Kate May, a widow with nine children, participated in the 1893 Cherokee Outlet opening in Oklahoma Territory. Born in antebellum Mississippi, she was the daughter of Dr. S. M. Vernon. In 1875 at the age of nineteen she quit teaching school and married Samuel D. May, a storekeeper in Charleston, Mississippi. Due to financial setbacks, May first moved his family to Texas, and later he staked a claim in Oklahoma City during the Land Run of 1889. On April 23, 1889, one day after the run, May died, and Kate decided to make Oklahoma City their home. There she operated a restaurant until the 1893 financial panic caused the foreclosure of her loan.

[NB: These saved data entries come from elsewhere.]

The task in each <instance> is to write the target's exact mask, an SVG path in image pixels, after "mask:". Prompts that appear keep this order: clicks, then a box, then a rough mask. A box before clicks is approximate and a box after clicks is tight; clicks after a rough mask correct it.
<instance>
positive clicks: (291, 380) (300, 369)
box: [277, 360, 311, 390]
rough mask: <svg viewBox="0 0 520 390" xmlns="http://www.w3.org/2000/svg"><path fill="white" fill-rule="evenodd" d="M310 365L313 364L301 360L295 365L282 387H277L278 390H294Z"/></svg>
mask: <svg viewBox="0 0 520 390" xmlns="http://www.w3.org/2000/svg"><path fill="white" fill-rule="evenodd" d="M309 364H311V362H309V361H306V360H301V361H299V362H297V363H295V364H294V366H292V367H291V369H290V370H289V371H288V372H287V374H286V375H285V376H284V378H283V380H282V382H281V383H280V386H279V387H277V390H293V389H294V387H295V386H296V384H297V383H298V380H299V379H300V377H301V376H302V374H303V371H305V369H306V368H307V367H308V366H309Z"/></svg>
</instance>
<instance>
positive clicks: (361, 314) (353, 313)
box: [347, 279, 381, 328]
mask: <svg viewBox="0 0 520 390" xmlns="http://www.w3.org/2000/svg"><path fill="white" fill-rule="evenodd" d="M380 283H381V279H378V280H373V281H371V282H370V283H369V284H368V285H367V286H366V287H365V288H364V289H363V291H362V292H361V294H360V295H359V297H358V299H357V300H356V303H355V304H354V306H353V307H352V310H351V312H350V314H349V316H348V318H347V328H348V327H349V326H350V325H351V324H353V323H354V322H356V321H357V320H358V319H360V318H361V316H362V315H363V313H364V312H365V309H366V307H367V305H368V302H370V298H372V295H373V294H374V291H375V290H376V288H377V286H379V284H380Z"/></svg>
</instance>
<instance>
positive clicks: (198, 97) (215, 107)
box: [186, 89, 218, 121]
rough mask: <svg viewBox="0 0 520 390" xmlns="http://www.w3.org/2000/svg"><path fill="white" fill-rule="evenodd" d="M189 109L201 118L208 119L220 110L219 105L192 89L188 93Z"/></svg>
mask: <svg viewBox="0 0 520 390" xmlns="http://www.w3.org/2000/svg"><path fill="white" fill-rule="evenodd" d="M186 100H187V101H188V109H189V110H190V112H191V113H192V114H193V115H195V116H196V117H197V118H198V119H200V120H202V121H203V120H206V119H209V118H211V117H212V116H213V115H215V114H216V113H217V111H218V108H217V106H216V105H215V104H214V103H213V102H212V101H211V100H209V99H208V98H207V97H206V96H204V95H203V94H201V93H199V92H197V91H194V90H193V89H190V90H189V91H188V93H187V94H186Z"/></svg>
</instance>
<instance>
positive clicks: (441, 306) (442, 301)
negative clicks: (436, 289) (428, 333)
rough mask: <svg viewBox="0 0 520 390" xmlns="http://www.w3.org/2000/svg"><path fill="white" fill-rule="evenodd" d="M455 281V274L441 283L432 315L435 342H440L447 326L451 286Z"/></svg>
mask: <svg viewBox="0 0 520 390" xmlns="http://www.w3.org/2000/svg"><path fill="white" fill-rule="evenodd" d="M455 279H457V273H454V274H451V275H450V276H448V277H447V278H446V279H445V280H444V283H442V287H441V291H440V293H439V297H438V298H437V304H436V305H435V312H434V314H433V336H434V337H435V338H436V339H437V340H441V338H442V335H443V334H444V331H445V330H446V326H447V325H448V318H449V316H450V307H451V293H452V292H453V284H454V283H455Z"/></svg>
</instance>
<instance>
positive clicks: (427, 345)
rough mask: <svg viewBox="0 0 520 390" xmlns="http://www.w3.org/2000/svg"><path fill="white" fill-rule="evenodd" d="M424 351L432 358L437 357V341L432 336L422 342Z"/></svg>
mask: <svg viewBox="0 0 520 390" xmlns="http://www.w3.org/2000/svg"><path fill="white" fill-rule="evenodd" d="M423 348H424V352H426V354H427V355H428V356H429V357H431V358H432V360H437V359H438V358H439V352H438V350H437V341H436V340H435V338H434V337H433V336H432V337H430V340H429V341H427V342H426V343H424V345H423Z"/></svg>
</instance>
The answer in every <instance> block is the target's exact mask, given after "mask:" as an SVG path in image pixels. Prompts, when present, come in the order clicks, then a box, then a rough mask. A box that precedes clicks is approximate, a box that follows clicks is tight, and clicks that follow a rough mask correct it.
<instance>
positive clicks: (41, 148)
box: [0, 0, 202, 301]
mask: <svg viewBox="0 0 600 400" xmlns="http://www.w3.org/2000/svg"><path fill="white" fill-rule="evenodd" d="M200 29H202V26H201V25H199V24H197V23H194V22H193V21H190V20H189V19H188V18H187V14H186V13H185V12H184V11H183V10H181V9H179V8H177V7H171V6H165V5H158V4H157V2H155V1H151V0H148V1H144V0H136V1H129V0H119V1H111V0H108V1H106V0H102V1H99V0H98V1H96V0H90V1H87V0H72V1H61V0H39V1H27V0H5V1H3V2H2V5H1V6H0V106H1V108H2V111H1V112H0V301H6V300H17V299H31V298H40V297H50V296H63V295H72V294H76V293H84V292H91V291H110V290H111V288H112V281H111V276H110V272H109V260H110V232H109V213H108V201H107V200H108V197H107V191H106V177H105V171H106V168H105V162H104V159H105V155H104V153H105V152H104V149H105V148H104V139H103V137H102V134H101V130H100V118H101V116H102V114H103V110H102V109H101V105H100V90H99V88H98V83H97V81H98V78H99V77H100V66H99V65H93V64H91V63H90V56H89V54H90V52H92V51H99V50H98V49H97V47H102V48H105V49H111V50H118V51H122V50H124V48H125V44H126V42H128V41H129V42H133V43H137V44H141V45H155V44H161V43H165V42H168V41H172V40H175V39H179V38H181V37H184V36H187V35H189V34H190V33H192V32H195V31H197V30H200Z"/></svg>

As head of the household, Kate May knew that she would have to find opportunity elsewhere. Fortunately, another area known as the Cherokee Outlet was opened to homesteaders. She made the land run on horseback on September 16, 1893, and staked a claim for a quarter section, three miles south of Perry. Like many frontier women, she endured the adversities of everyday life. Within eighteen months she again moved her family, due to crop failures during the summer drought, lack of profit from a restaurant she had established in Perry, and the health of a daughter who had tuberculosis. At the recommendation of doctors, May moved her family two more times in search of a drier climate. They lived in Old Greer County in southwest Oklahoma for about ten years before settling in New Mexico Territory in 1906. Kate May faded into obscurity, and the date of her death is not recorded.
BIBLIOGRAPHY: Daily Oklahoman (Oklahoma City), 16 April 1989. Henry Kilian Goetz, "Goin' West: Kate May's Trip to Old Greer County," The Chronicles of Oklahoma 72 (Fall 1994). Henry Kilian Goetz, "Kate's Quarter Section: A Woman in the Cherokee Strip," The Chronicles of Oklahoma 61 (Spring 1989).